Dal cioccolato arriverebbe un nuovo alleato per contrastare i disturbi legati all’insonnia: secondo quanto rivelato da un recente studio condotto dalle Università di Edimburgo e Cambridge, pubblicato sulla rivista Nature, una giusta quantità di cioccolato fondente sarebbe efficace per andare a regolare i ritmi di sonno-veglia delle persone andando a garantire una qualità del sonno migliore.

Questo grazie al magnesio, contenuto naturalmente nel cioccolato fondente, un minerale essenziale per la corretta funzione del proprio organismo: attraverso delle analisi molecolari i ricercatori delle due Università, infatti, i ricercatori sono riusciti a stabilire come questo ingrediente prezioso non solo faccia bene al cuore, aiutando il sistema immunitario, ma è fondamentale anche per aiutare il corretto funzionamento delle cellule impegnate per mantenere il naturale ciclo ambientale tra giorno e notte.

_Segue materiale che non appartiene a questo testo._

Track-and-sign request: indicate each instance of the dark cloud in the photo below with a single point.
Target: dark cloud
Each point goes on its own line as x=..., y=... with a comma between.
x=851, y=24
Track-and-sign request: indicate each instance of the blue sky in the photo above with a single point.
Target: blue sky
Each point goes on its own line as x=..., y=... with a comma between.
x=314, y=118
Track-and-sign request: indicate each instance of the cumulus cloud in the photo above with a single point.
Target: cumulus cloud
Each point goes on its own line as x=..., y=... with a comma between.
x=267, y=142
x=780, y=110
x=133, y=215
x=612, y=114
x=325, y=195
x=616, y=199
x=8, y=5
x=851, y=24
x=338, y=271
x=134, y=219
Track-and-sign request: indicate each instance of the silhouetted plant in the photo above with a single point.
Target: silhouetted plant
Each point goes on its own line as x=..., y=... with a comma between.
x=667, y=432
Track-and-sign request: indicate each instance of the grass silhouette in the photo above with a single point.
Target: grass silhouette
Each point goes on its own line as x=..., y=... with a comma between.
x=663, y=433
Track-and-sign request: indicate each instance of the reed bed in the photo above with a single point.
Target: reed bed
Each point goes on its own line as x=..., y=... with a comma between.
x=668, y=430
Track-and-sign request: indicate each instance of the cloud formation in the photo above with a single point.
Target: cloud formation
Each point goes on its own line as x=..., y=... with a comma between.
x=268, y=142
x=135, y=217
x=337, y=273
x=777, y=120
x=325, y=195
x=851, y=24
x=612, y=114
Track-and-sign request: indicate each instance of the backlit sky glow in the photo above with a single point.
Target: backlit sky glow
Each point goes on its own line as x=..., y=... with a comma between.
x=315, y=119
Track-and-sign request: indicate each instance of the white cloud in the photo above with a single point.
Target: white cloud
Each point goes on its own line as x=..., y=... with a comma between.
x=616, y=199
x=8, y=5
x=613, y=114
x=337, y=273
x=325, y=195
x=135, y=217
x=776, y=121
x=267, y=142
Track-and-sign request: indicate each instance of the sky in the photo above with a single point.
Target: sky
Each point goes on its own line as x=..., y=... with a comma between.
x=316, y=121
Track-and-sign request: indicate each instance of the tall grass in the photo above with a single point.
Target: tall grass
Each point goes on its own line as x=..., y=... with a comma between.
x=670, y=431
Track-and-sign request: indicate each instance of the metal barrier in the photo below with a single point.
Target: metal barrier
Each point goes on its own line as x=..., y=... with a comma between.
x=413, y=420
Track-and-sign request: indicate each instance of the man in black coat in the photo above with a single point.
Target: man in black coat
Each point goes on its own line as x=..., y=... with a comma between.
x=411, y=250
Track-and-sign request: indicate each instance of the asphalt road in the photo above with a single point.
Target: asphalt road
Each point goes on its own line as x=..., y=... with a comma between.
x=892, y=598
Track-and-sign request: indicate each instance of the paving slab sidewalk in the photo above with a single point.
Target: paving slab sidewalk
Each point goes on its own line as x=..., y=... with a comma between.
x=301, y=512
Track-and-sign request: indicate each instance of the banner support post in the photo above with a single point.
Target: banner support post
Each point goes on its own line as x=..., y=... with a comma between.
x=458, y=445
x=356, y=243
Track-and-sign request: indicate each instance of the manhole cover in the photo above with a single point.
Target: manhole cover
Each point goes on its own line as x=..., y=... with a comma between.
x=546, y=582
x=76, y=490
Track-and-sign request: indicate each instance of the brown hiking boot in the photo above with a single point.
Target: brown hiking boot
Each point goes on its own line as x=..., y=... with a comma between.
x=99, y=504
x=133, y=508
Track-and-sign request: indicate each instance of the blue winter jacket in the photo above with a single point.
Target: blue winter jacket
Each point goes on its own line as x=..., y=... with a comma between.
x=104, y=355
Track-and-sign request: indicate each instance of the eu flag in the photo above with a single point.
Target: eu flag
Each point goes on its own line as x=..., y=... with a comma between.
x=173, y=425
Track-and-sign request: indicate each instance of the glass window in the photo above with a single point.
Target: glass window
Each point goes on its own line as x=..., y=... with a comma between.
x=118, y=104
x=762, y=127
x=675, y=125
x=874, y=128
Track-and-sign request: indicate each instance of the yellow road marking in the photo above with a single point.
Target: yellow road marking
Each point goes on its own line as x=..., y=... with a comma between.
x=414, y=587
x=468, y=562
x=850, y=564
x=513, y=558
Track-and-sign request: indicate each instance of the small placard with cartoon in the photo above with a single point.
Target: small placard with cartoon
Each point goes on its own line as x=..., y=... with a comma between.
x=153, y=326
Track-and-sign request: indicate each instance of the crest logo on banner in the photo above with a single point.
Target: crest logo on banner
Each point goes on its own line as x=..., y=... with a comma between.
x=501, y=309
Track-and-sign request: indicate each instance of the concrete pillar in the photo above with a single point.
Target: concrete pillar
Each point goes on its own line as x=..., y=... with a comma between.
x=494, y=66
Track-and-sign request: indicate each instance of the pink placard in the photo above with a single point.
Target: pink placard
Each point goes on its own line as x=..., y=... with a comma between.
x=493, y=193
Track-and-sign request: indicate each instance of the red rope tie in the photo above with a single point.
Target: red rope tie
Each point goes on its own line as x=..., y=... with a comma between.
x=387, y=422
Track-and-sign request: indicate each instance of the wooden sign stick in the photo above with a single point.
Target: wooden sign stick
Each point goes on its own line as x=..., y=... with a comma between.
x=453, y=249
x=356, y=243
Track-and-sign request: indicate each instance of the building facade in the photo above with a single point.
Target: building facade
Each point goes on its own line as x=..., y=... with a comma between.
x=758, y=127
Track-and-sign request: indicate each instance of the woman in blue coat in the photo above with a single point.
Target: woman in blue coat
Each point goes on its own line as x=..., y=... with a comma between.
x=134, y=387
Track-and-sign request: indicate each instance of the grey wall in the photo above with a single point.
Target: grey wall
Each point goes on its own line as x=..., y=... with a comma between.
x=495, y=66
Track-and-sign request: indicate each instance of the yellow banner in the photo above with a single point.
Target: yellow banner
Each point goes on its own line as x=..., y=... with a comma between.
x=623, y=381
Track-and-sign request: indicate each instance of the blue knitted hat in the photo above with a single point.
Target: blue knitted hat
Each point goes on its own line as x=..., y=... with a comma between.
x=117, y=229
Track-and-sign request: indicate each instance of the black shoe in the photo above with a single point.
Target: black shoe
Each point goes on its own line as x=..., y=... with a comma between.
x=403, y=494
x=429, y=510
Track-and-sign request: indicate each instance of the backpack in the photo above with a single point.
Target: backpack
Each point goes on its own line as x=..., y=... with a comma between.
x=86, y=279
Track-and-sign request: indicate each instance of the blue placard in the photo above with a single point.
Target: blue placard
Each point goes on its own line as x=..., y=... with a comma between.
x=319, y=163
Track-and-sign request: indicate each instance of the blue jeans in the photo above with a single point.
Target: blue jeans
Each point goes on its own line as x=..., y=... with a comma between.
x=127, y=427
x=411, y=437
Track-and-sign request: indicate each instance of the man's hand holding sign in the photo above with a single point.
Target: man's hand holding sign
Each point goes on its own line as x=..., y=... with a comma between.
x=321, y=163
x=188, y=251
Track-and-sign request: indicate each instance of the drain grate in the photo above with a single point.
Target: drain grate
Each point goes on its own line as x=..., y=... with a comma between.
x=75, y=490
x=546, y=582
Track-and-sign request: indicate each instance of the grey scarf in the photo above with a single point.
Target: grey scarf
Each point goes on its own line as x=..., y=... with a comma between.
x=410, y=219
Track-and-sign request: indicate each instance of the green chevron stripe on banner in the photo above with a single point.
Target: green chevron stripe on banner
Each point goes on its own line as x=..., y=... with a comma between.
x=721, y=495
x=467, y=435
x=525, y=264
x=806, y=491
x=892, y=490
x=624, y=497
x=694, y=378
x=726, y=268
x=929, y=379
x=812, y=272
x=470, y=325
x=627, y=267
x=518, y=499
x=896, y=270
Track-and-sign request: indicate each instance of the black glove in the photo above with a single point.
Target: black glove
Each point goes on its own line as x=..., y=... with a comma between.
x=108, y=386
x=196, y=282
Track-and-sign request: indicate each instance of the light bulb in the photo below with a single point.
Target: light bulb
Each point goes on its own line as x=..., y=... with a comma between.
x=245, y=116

Per evitare di ricorrere ad altri rimedi, tra cui anche integratori specifici, gli esperti consigliano di assumere del semplice cioccolato fondente, introducendolo nella propria alimentazione quotidiana

Tuttavia, se bene i primi risultati sono sembrati positivi, mancherebbero ancora delle prove certe circa l’efficacia del cioccolato con un miglioramento della qualità del sonno: lo stesso Gerben van Ooijen, esperto della Scuola di Scienze Biologiche dell’Università di Edimburgo nonché co-autore dello studio e coordinatore dei ricercatori, per questo motivo ha spiegato come sia fondamentale, nei prossimi studi, “capire in che modo queste osservazioni fondamentalmente nuove si traducano a livelli di tessuti interi o di organismi”.

Oltre al cioccolato, però, altri cibi sono particolarmente ricchi di magnesio come banane, spinaci, frutta secca e ancora avocado e yogurt: “anche se la rilevanza clinica del magnesio nei diversi tessuti sta cominciando sempre più ad attirare l’attenzione” ha spiegato il co-autore dell’articolo John O’Neillil modo in cui regola l’ orologio interno del nostro corpo e il metabolismo non è semplicemente stato considerato finora. La nuova scoperta potrebbe portare a tutta una serie di benefici che abbracciano diversi ambiti: dalla salute umana alla produttività agricola“.